In most cases, malignant hyperthermia is inherited in an autosomal dominant fashion due to mutations in the ryanodine receptor. This is a calcium channel found within the sarcoplasmic reticulum of of muscle cells which, when activated, leads to enhanced intracellular calcium release into the cytoplasm. The end result of all the reported mutations in the ryanodine receptor is to lower the activation threshold and increase the deactivation threshold of the channel--thereby leading to unregulated intracellular calcium release. The process of recompartmentalizing the excess intracellular Ca is a process which is highly ATP-dependent, and the depletion of ATP from myocytes leads to muscle cell damage, leaking myoglobin (as well as K, PO4, and CK) into the circulation.

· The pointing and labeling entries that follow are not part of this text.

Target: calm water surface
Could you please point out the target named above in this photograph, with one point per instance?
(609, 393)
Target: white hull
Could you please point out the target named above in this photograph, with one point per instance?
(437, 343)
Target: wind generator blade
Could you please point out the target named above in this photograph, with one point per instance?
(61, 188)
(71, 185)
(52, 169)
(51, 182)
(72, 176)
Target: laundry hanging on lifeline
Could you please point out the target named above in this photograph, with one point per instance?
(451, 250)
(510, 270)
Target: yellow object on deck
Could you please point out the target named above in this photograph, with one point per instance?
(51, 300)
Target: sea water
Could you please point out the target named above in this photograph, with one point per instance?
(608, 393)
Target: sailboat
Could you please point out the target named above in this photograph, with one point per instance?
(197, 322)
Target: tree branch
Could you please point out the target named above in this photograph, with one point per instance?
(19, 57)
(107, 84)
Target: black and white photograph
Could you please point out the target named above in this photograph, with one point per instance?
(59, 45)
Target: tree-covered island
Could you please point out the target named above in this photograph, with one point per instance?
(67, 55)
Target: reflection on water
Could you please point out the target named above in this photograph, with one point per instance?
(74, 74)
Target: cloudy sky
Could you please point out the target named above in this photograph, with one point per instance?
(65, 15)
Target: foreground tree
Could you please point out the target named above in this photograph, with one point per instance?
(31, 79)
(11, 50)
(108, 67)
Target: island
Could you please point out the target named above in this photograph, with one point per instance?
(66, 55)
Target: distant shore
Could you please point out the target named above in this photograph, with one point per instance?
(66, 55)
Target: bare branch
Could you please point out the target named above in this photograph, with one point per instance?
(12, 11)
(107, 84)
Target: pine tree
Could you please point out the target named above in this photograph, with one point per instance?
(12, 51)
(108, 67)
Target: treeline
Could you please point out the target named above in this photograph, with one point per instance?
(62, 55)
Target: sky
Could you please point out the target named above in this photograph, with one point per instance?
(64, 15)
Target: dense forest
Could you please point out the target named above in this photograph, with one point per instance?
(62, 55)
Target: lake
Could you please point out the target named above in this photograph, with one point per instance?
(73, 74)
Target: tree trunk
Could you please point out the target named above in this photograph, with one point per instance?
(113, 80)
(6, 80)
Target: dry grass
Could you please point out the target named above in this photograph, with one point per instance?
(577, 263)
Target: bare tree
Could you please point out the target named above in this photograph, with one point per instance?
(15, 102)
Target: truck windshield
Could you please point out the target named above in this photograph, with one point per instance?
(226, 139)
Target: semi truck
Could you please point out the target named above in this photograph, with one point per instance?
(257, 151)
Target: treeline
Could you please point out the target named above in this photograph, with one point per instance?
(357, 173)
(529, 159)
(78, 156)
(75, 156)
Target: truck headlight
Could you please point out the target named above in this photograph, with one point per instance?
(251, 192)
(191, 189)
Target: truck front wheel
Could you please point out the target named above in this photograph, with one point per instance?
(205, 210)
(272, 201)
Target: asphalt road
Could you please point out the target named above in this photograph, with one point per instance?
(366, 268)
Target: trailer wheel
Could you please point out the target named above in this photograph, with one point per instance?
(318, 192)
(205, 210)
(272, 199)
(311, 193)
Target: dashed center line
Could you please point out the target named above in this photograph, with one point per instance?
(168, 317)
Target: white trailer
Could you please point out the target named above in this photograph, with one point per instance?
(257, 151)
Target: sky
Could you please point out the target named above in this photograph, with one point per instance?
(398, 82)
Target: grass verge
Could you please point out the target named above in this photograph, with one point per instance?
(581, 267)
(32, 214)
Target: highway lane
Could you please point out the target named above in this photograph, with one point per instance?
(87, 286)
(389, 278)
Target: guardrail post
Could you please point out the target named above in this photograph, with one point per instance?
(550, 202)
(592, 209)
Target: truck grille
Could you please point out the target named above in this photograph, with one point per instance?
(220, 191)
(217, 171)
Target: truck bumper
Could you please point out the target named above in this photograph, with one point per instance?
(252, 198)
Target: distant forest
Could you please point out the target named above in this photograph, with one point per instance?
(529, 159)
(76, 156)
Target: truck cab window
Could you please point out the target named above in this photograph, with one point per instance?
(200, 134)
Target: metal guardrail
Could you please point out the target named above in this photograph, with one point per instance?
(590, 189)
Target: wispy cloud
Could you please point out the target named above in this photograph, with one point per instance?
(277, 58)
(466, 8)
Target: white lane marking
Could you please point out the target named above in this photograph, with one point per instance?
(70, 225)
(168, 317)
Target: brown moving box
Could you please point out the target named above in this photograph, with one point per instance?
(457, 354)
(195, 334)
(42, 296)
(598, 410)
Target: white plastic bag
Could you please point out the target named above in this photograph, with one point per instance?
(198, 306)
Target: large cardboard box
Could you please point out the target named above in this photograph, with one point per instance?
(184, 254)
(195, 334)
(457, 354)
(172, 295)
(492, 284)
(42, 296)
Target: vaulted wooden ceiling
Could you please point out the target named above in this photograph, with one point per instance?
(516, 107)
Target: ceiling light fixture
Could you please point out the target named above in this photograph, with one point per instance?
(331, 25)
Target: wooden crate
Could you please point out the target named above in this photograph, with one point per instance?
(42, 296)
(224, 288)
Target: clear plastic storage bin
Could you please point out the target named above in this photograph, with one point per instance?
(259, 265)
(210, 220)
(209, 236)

The condition is diagnosed on clinical grounds, but screening may be warranted in an individual who will require general anesthesia who has an affected family member. Screening can take the form of either sequencing the full ryanodine receptor gene, or by performing something called the "caffeine-halothane contracture test", in which a muscle biopsy is taken and then bathed in solutions of caffeine or halothane, and observing the muscle contraction response.
Treatment of malignant hyperthermia, aside from supportive care, requires the use of dantrolene--a muscle relaxant which inhibits the ryanodine receptor and prevents the increase in intracellular calcium. The introduction of dantrolene has dramatically reduced the mortality of malignant hyperthermia from over 80% in the 1960s to less than 10%.